High field MR imaging of the spine suffers from a low transmit efficiency. The aim of this study is to improve the transmit profile of the 3T body coil in the spine region by using extremely high permittivity ceramics. This dielectric shimming approach with novel materials offers the opportunity to improve clinical spine image quality on MR systems that are not equipped with multi-transmit hardware. The developed approach is also compared with RF shimming in terms of image quality and power requirements.
Dielectric Materials: Rectangular shaped solid blocks made of the piezoelectric material lead zirconate titanate (TRS Technologies, Inc, State College, PA) with dimensions 7x2.5x9 cm3 and a weight of 1.3 kg each were used as dielectric ceramics. The permittivity and the conductivity were measured with a network analyzer (Agilent Technologies, E5061A), $$$\epsilon_r$$$=1075 and $$$\sigma$$$=0.38 S/m . The blocks were positioned in a 7x1 chain with 10 mm air gaps between successive blocks and copper strips connecting all blocks.

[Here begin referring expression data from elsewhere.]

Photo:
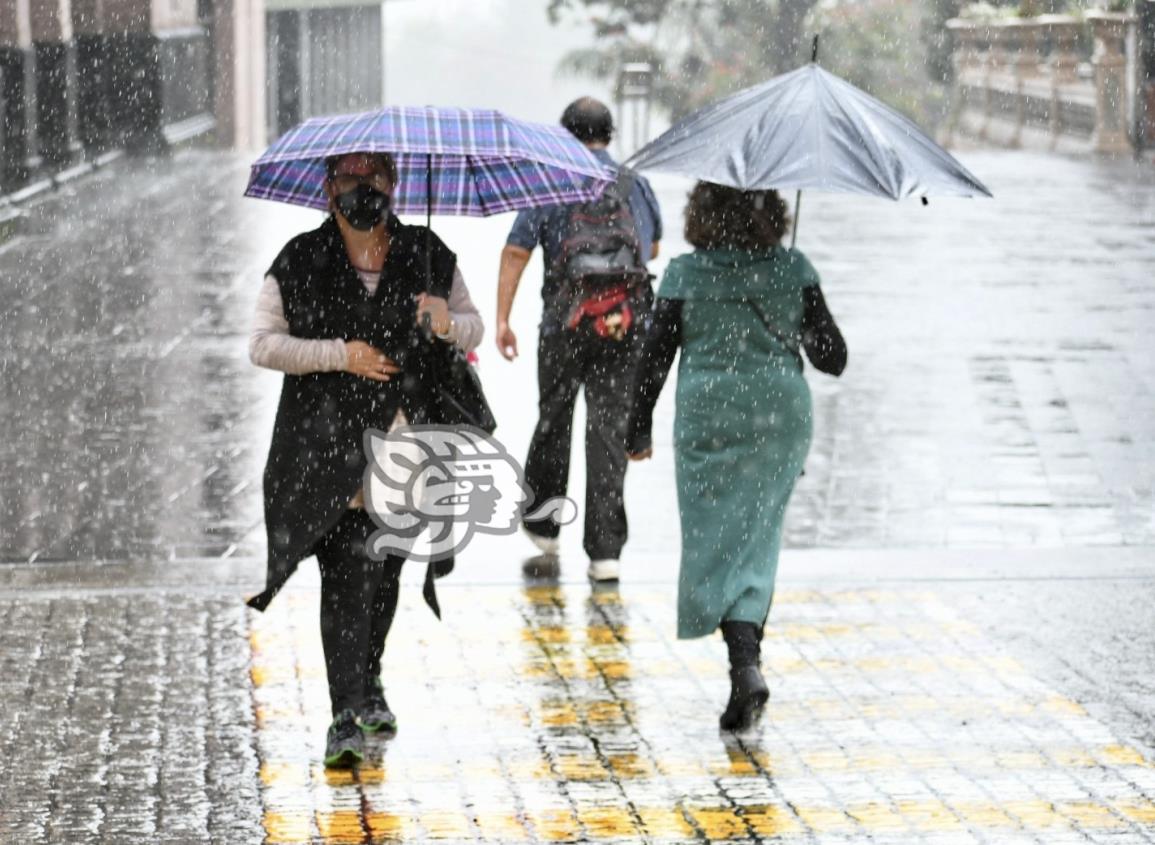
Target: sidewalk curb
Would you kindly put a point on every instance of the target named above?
(810, 567)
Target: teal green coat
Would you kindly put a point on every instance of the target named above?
(742, 427)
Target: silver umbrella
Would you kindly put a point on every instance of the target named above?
(807, 129)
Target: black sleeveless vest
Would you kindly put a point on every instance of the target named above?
(317, 461)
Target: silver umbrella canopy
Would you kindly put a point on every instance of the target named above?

EM Simulations: 3D Electromagnetic simulations were performed using the XFdtd EM Simulation Software version 7.4 (REMCOM, State College, PA). An ideal 16-rung body coil driven in quadrature mode was modeled with the male body model "Duke" from the virtual family7 positioned in the center. A 10 mm air gap, realized by a patient mattress in experiments, was inserted between the body and the dielectrics to optimize RF penetration depth. Resulting B1+ and SAR distributions were analyzed.
MR Data Acquisition: An Ingenia 3T dual transmit MR system (Philips Healthcare, Best, The Netherlands) was used to acquire in vivo data in ten healthy volunteers. The body coil was used for RF transmission while the signal was received by the table-integrated 12 element posterior coil. A leg cushion was used to bring the back in a flat position, in this way minimizing the distance between the posterior coil and the spine. Quadrature excitation, to mimic a single-channel system, was compared with and without blocks, and also with RF shimming (no blocks). T1- and T2-weighted lumbar spine images were obtained using a standard clinical multislice TSE sequence (voxel size 0.8x1 mm2, slice thickness 4 mm and TE/TR/TSE factor 8ms/641ms/6 and 110ms/4687ms/30, respectively, except for a TR of 705/5155 ms for the T1/T2 weighted RF shimmed scans). B1+ maps were acquired using DREAM8 and SNR and B1- maps were constructed from 1 degree tip angle gradient echo images using the mean of the background noise distribution for normalization.